Firstly, an apology. The number of blog posts over the recent week has dried up somewhat for one simple reason. I have been busy drafting an article for a couple of journals which has grown into two such articles with a third to finish off with! I have really enjoyed this but it has taken up rather more time than I thought it would. They are now complete - at least the first two are - and so I can now get back to more pressing matters.
Trees - you know, those tall green and brown things.

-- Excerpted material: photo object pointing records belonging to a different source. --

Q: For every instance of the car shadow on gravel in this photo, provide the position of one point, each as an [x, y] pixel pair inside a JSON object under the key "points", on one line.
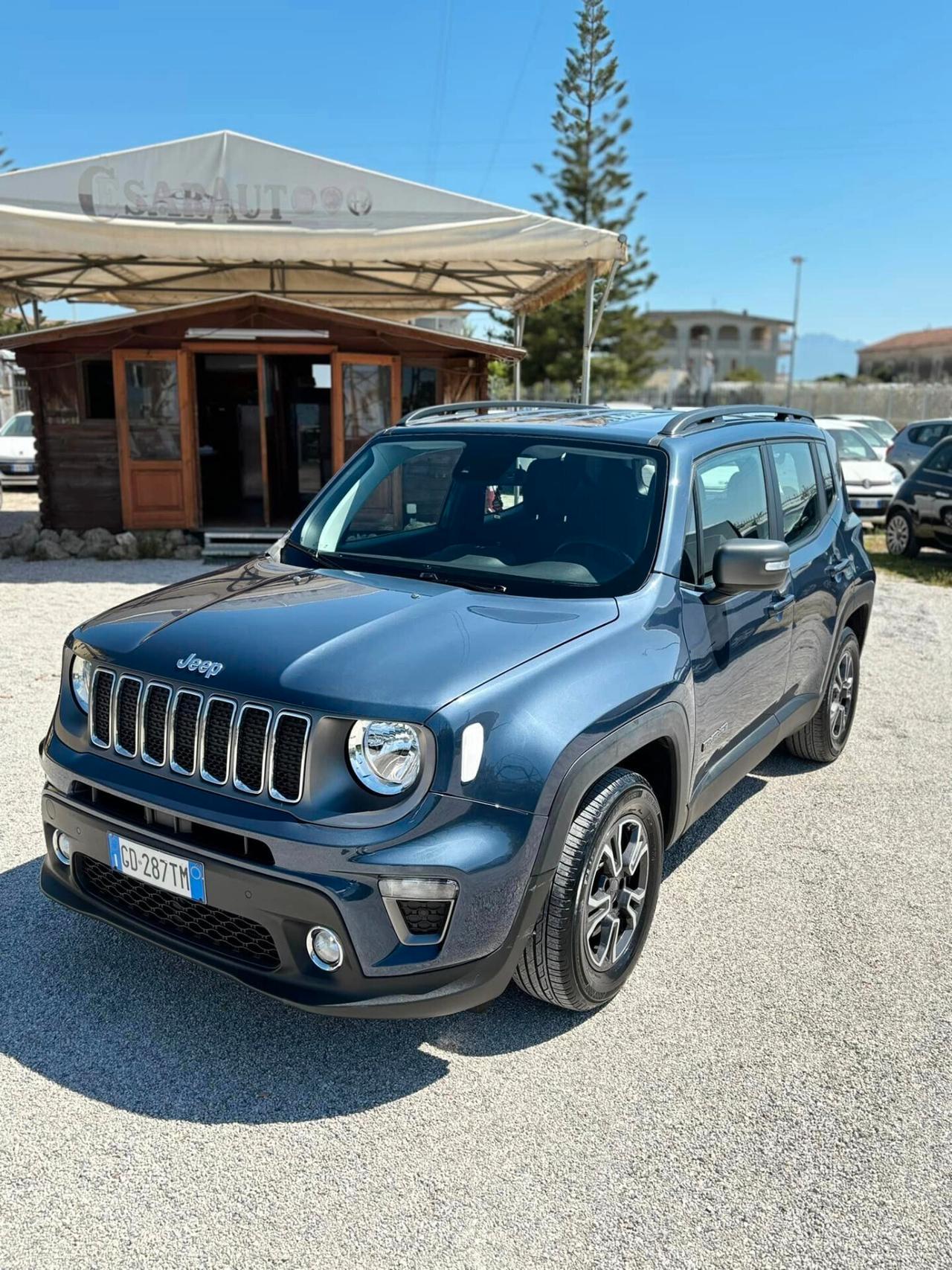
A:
{"points": [[118, 1020]]}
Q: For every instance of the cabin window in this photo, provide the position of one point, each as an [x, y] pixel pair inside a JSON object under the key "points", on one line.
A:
{"points": [[98, 390], [418, 388]]}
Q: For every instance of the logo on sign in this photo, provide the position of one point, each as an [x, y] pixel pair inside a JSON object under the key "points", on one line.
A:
{"points": [[193, 662]]}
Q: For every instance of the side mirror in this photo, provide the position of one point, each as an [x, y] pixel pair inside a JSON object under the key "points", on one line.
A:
{"points": [[750, 564]]}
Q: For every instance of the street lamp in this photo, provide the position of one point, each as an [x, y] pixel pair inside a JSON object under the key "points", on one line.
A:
{"points": [[797, 260]]}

Sometime ago I waxed lyrically about the old range of trees that used to be produced by Merit and indeed, I have acquired some of the same. The only problem with them is that some of them are so old they are suffering from the dreaded brittle plastic syndrome that some old polythene models succumb too over time. I still wince at the fate that befell two battalions of painted Airfix Highlanders from my 1975 vintage 1815 Anglo Dutch army - with the exception of both units musicians some 56 figures all snapped off neatly at the ankles. It was enough to make you weep! Now that I have a supply of Merit trees I am unsure if I will use them going forward and so expect they will eventually be offloaded - sadly my fondness for them has been offset by the ravages of time.

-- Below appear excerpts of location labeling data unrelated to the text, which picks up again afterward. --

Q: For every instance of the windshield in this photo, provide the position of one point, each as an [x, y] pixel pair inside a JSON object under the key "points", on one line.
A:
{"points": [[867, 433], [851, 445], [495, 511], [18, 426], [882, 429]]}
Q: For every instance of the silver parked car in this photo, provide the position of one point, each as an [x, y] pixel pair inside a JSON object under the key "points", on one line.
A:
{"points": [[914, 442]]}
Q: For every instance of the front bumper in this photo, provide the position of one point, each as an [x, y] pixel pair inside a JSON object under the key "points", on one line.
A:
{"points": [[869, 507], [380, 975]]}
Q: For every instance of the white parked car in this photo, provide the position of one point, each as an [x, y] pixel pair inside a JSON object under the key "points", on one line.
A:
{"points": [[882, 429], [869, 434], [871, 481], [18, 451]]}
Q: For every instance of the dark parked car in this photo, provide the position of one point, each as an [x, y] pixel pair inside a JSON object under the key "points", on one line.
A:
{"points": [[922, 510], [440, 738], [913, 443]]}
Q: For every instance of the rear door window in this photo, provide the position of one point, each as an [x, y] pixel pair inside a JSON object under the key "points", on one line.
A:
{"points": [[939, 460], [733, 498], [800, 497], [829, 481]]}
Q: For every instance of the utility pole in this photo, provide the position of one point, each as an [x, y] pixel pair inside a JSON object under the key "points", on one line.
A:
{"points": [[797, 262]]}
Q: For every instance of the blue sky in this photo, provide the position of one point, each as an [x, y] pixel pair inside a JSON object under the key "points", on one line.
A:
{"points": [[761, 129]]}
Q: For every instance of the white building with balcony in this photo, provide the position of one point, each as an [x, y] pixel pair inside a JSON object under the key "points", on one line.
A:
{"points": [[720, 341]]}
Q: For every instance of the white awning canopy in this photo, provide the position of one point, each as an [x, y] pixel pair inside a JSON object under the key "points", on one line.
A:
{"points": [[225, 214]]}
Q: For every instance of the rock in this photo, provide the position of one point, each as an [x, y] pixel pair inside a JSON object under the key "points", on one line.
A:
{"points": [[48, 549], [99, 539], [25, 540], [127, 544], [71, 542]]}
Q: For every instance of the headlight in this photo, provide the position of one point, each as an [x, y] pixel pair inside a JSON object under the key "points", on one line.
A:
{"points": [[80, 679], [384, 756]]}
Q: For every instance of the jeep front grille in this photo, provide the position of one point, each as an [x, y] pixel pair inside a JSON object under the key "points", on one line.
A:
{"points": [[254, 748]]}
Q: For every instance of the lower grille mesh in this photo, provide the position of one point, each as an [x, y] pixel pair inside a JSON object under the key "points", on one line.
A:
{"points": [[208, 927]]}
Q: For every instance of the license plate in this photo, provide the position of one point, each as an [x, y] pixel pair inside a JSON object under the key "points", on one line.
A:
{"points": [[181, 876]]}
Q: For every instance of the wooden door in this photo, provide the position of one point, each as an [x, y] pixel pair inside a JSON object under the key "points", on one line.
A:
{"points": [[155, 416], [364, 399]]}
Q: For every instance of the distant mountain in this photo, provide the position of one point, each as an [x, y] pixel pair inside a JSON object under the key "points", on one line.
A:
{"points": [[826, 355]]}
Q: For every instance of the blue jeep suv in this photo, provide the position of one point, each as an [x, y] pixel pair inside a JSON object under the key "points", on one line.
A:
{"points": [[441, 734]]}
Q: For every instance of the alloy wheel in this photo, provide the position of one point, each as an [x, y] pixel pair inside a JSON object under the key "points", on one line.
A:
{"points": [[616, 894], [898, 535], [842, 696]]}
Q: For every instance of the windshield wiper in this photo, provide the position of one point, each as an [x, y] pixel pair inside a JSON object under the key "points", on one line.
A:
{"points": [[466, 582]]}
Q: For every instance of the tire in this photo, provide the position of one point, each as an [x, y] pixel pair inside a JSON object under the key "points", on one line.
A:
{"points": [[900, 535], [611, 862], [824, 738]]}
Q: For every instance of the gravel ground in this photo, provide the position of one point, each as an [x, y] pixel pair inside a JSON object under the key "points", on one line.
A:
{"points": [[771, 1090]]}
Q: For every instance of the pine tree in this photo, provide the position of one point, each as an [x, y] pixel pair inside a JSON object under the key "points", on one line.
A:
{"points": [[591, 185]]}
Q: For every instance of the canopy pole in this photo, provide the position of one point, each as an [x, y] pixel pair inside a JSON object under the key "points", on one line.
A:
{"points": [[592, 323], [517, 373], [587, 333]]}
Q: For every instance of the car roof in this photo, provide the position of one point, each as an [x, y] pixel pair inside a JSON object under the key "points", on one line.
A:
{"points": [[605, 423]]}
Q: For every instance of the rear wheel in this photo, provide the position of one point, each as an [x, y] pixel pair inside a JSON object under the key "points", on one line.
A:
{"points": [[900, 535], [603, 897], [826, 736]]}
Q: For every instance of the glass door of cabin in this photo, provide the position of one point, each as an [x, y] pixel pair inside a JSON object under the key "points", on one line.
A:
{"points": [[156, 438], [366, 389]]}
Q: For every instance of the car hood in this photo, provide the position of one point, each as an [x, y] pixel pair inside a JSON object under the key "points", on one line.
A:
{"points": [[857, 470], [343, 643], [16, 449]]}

One thing I do have as a fall back position is a large number of the 'trees' supplied in the Torn in a Bag wooden play set. By no stretch of the imagination can these be described as beautifully detailed examples of model trees but they a number of advantages if used carefully. To begin with, they are to hand - which is an important consideration when facing pending unemployment (the usual contracting dilemma). They also have (and many thanks to Bob Cordery for this observation) a very small 'footprint' on the tabletop. I am sure that most gamers have at some point moved trees around to facilitate movement of a unit and (trees do get in the way - rather like in the real thing I guess!) then have replaced them perhaps not as they were originally deployed (I am not suggesting any nefarious practices here either - just elastic positioning!). Well, using a tree with a small base size will help to alleviate that problem and these models certainly have that.

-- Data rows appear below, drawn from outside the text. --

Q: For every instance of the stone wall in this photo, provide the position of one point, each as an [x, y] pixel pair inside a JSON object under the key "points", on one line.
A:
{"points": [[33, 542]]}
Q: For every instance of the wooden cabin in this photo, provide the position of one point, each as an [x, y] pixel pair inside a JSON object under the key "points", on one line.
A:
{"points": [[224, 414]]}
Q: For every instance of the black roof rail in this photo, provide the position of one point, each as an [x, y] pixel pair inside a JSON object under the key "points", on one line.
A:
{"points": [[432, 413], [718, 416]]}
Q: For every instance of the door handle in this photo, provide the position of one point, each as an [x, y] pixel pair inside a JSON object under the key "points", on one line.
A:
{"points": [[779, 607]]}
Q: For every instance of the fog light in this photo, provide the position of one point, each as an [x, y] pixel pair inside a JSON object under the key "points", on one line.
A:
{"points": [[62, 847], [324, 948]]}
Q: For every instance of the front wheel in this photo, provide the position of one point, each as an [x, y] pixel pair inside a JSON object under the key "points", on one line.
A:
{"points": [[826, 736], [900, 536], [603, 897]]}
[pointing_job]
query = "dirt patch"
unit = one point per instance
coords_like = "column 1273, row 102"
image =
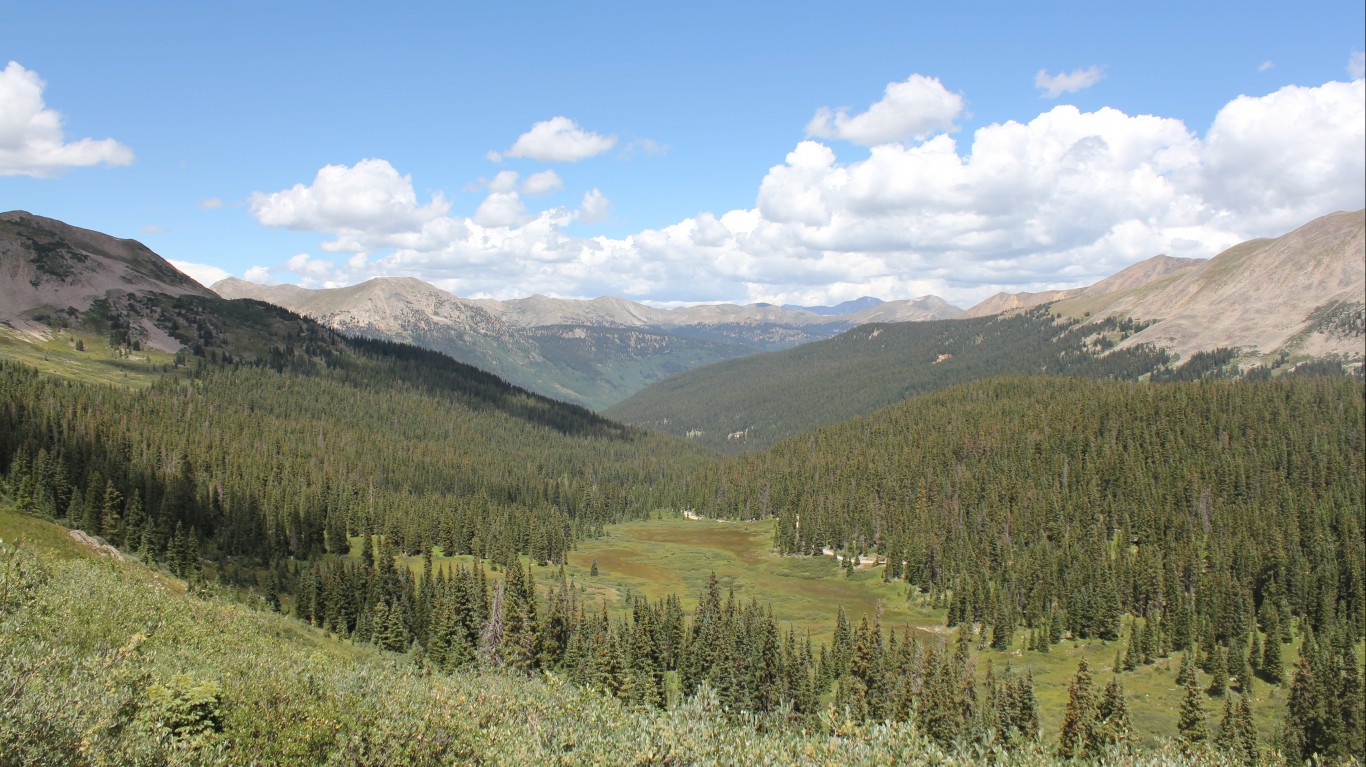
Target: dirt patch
column 101, row 548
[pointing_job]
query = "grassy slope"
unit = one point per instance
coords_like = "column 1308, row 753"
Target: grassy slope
column 97, row 364
column 675, row 555
column 105, row 665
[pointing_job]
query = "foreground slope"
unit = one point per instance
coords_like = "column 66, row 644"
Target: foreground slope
column 145, row 676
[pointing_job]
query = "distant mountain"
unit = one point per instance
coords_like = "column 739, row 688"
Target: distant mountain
column 1012, row 301
column 753, row 402
column 58, row 278
column 594, row 362
column 49, row 268
column 1301, row 294
column 1130, row 278
column 594, row 353
column 839, row 309
column 1297, row 297
column 913, row 311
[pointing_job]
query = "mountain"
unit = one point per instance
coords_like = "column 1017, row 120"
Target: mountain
column 603, row 358
column 753, row 402
column 593, row 353
column 840, row 309
column 1301, row 294
column 49, row 268
column 1012, row 301
column 913, row 311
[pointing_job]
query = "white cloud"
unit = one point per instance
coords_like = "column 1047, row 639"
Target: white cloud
column 645, row 146
column 558, row 140
column 260, row 275
column 909, row 110
column 1063, row 198
column 1280, row 159
column 594, row 207
column 542, row 182
column 305, row 264
column 202, row 274
column 32, row 141
column 506, row 181
column 366, row 198
column 1067, row 82
column 500, row 209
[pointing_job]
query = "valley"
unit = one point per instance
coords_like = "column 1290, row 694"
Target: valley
column 1023, row 491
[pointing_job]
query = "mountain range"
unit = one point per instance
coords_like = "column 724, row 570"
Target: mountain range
column 1275, row 301
column 593, row 353
column 1269, row 304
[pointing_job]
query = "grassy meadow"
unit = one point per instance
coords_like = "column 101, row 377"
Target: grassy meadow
column 678, row 555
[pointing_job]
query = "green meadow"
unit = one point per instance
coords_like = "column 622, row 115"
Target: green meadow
column 676, row 555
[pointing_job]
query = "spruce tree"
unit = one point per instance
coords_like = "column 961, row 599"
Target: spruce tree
column 1219, row 671
column 1272, row 666
column 1079, row 715
column 1190, row 725
column 1246, row 741
column 1186, row 676
column 1112, row 726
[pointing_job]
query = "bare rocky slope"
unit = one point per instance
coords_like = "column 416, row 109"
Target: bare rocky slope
column 49, row 268
column 1299, row 294
column 593, row 353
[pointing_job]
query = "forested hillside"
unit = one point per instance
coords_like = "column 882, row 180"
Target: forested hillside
column 286, row 460
column 753, row 402
column 1208, row 517
column 142, row 676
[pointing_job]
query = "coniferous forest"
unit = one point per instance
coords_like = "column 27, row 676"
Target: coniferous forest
column 1215, row 525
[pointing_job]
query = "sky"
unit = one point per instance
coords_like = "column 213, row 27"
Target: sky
column 679, row 153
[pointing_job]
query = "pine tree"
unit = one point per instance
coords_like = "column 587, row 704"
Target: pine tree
column 1219, row 671
column 1272, row 666
column 1112, row 728
column 1079, row 715
column 1227, row 737
column 1186, row 676
column 1190, row 725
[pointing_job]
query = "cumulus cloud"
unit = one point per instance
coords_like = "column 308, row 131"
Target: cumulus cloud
column 202, row 274
column 1063, row 198
column 646, row 146
column 1074, row 81
column 32, row 141
column 594, row 207
column 909, row 110
column 558, row 140
column 1286, row 156
column 500, row 209
column 362, row 200
column 261, row 275
column 542, row 182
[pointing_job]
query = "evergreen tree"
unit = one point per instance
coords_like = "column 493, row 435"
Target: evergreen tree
column 1079, row 717
column 1112, row 725
column 1190, row 725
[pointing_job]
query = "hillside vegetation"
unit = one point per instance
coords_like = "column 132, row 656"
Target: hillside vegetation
column 149, row 676
column 753, row 402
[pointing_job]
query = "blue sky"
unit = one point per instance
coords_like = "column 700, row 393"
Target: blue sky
column 698, row 152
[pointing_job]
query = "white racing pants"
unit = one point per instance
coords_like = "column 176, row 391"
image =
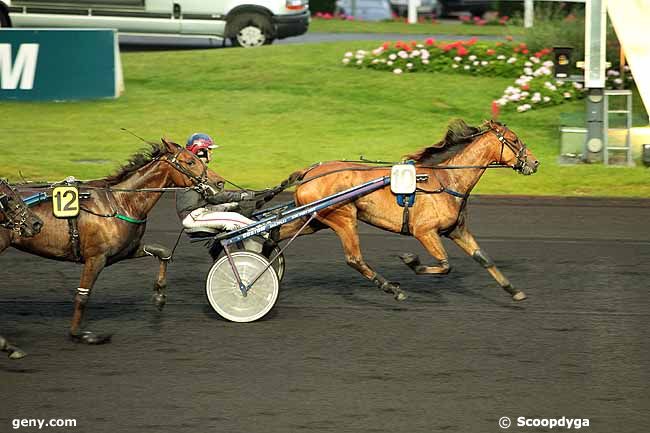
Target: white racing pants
column 222, row 221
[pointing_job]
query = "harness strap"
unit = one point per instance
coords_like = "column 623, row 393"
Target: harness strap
column 73, row 228
column 405, row 222
column 128, row 219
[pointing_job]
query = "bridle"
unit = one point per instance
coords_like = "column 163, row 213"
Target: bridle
column 199, row 181
column 15, row 216
column 517, row 147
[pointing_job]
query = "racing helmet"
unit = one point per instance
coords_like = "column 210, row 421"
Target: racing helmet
column 200, row 144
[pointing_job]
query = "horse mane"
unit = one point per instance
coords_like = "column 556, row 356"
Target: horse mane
column 136, row 162
column 459, row 135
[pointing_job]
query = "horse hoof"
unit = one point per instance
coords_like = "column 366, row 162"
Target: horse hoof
column 400, row 296
column 159, row 300
column 409, row 259
column 17, row 354
column 87, row 337
column 519, row 296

I will photograph them when completed but in a nutshell this is what I am currently working on. I have a supply of old style fibre rawl plugs which when cut into assorted lengths make very realistic looking tree trunks. These are glued to a 1p piece. A small hole is drilled into the underside of the Town in a Bag tree and piece of wire is then inserted and glued in the top of the rawl plug and the tree - to give a stronger join rather than just gluing the foliage onto the trunk. The 1p base is then coated with PVA and coated with sand. This is then varnished and the sanding is repeated. I will then paint the base an earth brown colour and apply some of the Hexon base green flock so that they match the tiles I have. the tree foliage will be covered in some fashion but I am unsure with what at this stage. I realise that all if the trees will be vaguely Poplar-ish but that is not a problem as I am willing to bet most gamers have used the wrong trees in the part of the world they are representing at some point.
Simple and effective I hope and I should have the finished by the weekend time permitting.